Since the discovery of stem cells in the early 1960s by Canadian scientists Drs. James Till and Ernest McCulloch, significant advancements in regenerative medicine have followed, many by Canadian researchers and practitioners. The appeal of regenerative medicine lies in its curative approach. It replaces or regenerates human cells, tissues, or organs to restore or establish normal function using stem cells. A well-known example of regenerative medicine is the use of bone marrow transplants for leukemia. Although Canada has been historically strong in the field of regenerative medicine, experts caution that we must not lose momentum.

“Canada has been a leader in the field of regenerative medicine for decades, but maintaining this excellence requires ongoing efforts including continued stable and strategic investment in researchers, collaborative networks, and infrastructure,” Dr. Rossant notes. “Several countries are investing heavily in regenerative medicine and stem cell science. Canada has a real opportunity to stay ahead of the curve and remain at the forefront of this field, but it will require us to harness key opportunities now.” [emphasis mine]

The workshop report identifies several opportunities to strengthen the regenerative medicine community in Canada. Opportunities identified as particularly promising focus on:

* formalizing the coordination among regenerative medicine initiatives and key players to speak with one voice on common priorities;

* establishing long-term and stable support for current networks, including those focused on commercialization, to help address the so-called “valley of death” that exists when translating research discoveries to clinical and industry settings;

* enhancing coordination and alignment between the federal regulatory system and provincial healthcare systems; and

* supporting existing manufacturing infrastructure and growing the regenerative medicine industry in Canada to provide jobs for highly-skilled personnel while also benefiting the Canadian economy.

The workshop participants also considered several specific opportunities such as:

* enhancing coordination of Canada’s regenerative medicine clinical trial sites to enable sharing of best practices related to funding, design, and recruitment;

* continued support for cross-training programs to ensure future generations of Canadian researchers have wide-ranging skills suited to the multidisciplinary nature of regenerative medicine;

* new incentives that encourage partnerships between research institutions and industry; and

* increasing efforts related to public engagement and outreach.

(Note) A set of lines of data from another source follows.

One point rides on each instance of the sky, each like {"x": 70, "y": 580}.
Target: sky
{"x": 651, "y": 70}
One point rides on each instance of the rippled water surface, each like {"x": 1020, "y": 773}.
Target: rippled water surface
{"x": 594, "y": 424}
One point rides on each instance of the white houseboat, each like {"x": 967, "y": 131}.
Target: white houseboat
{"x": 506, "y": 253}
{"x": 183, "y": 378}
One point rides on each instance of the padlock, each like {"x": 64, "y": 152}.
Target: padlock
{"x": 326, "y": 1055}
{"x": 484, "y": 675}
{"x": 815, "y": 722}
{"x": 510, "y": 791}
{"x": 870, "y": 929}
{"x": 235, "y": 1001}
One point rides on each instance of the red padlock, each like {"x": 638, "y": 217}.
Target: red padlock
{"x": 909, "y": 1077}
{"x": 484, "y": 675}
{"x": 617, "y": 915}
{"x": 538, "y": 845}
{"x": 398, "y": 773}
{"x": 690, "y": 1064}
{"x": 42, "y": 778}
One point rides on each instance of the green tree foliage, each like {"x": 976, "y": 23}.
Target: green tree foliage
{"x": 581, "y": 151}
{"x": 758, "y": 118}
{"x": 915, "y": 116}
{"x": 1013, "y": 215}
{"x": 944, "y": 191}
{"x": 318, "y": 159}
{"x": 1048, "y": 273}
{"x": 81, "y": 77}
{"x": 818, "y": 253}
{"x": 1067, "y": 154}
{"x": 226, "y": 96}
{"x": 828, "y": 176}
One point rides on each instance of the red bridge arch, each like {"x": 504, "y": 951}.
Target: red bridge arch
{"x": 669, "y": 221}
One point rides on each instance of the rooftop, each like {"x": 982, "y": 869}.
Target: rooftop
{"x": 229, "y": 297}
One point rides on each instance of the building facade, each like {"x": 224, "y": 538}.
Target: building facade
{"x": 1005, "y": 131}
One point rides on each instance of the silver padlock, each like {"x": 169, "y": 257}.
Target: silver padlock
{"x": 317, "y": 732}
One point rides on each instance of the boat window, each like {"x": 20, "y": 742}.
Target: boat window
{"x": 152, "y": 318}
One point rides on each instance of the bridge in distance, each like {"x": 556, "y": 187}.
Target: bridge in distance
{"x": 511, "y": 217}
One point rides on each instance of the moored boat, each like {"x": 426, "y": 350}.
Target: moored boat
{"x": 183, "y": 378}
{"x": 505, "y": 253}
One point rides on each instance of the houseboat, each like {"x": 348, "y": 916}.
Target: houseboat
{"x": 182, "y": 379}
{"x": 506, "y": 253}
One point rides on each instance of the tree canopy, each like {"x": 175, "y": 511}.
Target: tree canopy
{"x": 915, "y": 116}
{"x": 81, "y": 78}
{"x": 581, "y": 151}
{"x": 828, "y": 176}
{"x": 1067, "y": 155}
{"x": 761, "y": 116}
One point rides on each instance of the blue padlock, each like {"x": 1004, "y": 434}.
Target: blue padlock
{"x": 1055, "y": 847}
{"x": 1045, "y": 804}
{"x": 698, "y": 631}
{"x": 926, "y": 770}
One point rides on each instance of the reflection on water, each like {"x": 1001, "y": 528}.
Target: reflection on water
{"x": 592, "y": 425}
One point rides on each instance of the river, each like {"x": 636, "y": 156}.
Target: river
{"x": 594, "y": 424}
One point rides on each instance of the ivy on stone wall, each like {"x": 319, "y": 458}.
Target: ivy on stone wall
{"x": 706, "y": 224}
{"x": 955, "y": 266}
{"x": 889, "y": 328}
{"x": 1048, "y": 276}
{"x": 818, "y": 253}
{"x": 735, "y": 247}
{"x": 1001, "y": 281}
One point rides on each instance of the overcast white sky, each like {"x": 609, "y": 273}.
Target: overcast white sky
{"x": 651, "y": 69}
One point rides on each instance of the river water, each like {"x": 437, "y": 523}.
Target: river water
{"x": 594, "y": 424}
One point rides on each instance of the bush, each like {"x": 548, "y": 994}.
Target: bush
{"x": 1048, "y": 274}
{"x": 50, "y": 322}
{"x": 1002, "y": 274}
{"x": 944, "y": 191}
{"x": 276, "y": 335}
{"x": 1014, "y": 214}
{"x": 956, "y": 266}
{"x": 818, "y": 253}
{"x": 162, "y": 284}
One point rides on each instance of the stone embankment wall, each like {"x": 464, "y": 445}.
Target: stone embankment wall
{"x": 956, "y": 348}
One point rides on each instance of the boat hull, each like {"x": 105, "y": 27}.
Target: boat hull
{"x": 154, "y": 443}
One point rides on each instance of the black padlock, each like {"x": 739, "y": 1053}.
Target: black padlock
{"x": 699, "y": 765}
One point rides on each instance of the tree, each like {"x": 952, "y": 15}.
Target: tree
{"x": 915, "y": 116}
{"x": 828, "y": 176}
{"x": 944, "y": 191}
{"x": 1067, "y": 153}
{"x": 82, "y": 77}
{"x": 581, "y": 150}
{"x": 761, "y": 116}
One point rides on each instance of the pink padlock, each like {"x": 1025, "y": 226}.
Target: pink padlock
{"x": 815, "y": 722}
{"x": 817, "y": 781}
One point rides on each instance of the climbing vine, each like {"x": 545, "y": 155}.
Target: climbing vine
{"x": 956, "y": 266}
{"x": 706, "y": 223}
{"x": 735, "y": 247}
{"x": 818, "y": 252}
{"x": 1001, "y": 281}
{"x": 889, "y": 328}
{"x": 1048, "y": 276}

“Sometimes becoming excellent is easier than maintaining excellence,” said Dr. Eric M. Meslin, FCAHS, President and CEO of the Council of Canadian Academies. “This is why taking stock of Canada’s place in the regenerative medicine landscape at a point in time is important, especially where the science is moving quickly; it helps those in the field understand the opportunities and will contribute to the ongoing policy discussion in Canada.”

This report was released a few weeks in advance of the federal budget (due tomorrow Wednesday, March 22, 2017). That’s a coincidence, yes?  Interestingly, the 2017 iteration is supposed to be an ‘innovation’ budget, i.e.. designed to stimulate the tech sector if a March 20, 2017 article by David Cochrane for CBC (Canadian Broadcasting Corporation) news online is to be believed. Nowhere in the article is there any mention of regenerative medicine or science, for that matter.

You can download the full report (60 pp.) from the Building on Canada’s Strengths in Regenerative Medicine webpage on the CCA website.